Page MenuHomeSoftware Heritage

Define and specify extrinsic origin metadata
Closed, ResolvedPublic

Description

We already have endpoints dealing with them in the storage API (origin_metadata_add and origin_metadata_get_by), but they are not properly documented.

Event Timeline

vlorentz triaged this task as Normal priority.May 23 2019, 11:23 AM
vlorentz created this task.
vlorentz renamed this task from Define and specify origin extrinsic metadata to Define and specify extrinsic origin metadata.May 23 2019, 11:26 AM

After the discussion on extrinsic_metadata this morning with @zack, @vlorentz, @olasd and @douardda, here is a quick recap of the discussion,
feel free to add, comment and rewrite...

  1. the notion of attached extrinsic metadata and independent extrinsic metadata was introduced for comprehension purposes without the necessity to implement
  2. the term metadata provider was discussed and shouldn't be used, we will continue with authority
  3. the distinction between the authority providing the metadata and the tool making it possible, should be documented and reflected in the specs and implementation
  4. two options on how extrinsic metadata can be fetched and kept:
  • crawling a source (authority) and keeping all metadata with its source
metadata_urlmetadata_loader
github.com/foo/bargithub_metadata_loader
gitlab.inria.org/foo/bargitlab_metadata_loader
  • fetching metadata that describes a code repository (potentially in our archive)
origin_urlauthoritytooltime-stampraw_metadata
github.com/foo/bargithub.comgithub_loadertsrm
github.com/foo/barwikidatawikidata_gatherertsrm
github.com/foo/barfsf.orgfsf_gatherertsrm
  1. types of authorities:
    • code hosts
    • deposit clients
    • registries
  1. points to clarify:
    • metadata found from a mirror that kept the data from a different authority (Antelink scenario)
    • do we want to keep metadata found without the associated origin (a.k.a code repository)
    • do we want to document extrinsic metadata about other granularity levels (content, directory, revision, snapshot)? is this type of metadata exists?
    • should we create new tools for lister/loader type named metadata_loader/lister or refactor existing tools?
    • this was not discussed, but there is a table for the providers now called authoritywhere metadata about the providers should be kept in a know metadata schema (D1509#inline-9677)

Actions on D1509:
I propose to abort with this diff and relaunch a new diff taking into account the comments from the discussion, and in particular:

  • specify authority instead of provider and add description of tools
  • specify that raw metadata will be kept anyway before syntax and semantic translation

Here is the current implementation:
swh:1:cnt:ea4b149cd76c67c304425771caa67ec5641a1b64;lines=381-428

zack added a comment.Jun 19 2019, 2:33 PM

Thanks a lot for this recap Morane !

Regarding the two options you mention, I'm pretty sure we decided to go for the second (the 5 columns table, at least conceptually). I'm not sure I understand the first option, nor if it is alternative or in addition to the second.

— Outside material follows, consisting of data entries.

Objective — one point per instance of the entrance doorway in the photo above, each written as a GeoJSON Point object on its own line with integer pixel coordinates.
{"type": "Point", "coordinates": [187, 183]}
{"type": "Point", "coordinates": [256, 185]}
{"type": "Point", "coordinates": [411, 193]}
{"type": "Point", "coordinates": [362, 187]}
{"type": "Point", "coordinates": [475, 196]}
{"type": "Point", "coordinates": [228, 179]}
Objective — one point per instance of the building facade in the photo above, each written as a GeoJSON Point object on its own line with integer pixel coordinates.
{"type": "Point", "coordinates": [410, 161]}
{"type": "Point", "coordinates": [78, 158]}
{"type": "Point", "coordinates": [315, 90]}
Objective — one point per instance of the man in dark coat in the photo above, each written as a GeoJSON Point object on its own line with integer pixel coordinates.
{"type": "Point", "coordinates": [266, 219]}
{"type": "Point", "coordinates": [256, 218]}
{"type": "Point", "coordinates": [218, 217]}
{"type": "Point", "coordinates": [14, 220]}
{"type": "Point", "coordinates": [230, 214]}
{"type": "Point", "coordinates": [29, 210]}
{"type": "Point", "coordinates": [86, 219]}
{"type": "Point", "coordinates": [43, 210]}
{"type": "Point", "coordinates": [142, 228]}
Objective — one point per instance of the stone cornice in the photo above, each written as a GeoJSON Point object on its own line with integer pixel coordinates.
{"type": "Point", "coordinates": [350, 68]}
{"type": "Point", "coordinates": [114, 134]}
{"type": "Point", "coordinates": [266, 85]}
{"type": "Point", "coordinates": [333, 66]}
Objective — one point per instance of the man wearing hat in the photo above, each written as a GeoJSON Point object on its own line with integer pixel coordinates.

As an additional note: we discussed that tool needed a version and/or configuration—similar to what we have for intrinsic metadata indexers (although maybe the actual representation can be improved), and unlike what we do with loading content into the archive (but we agreed that, in theory, we should have version/configuration also for code loaders, the fact we don't is a bug that we do not want to replicate here).

As discussed F2F, I concur we can restart from scratch with D1509, and I'll be happy to review its reincarnation when ready.

@vlorentz I think we can resolve this due to D1614?

vlorentz closed this task as Resolved.Jul 18 2019, 3:23 PM

Indeed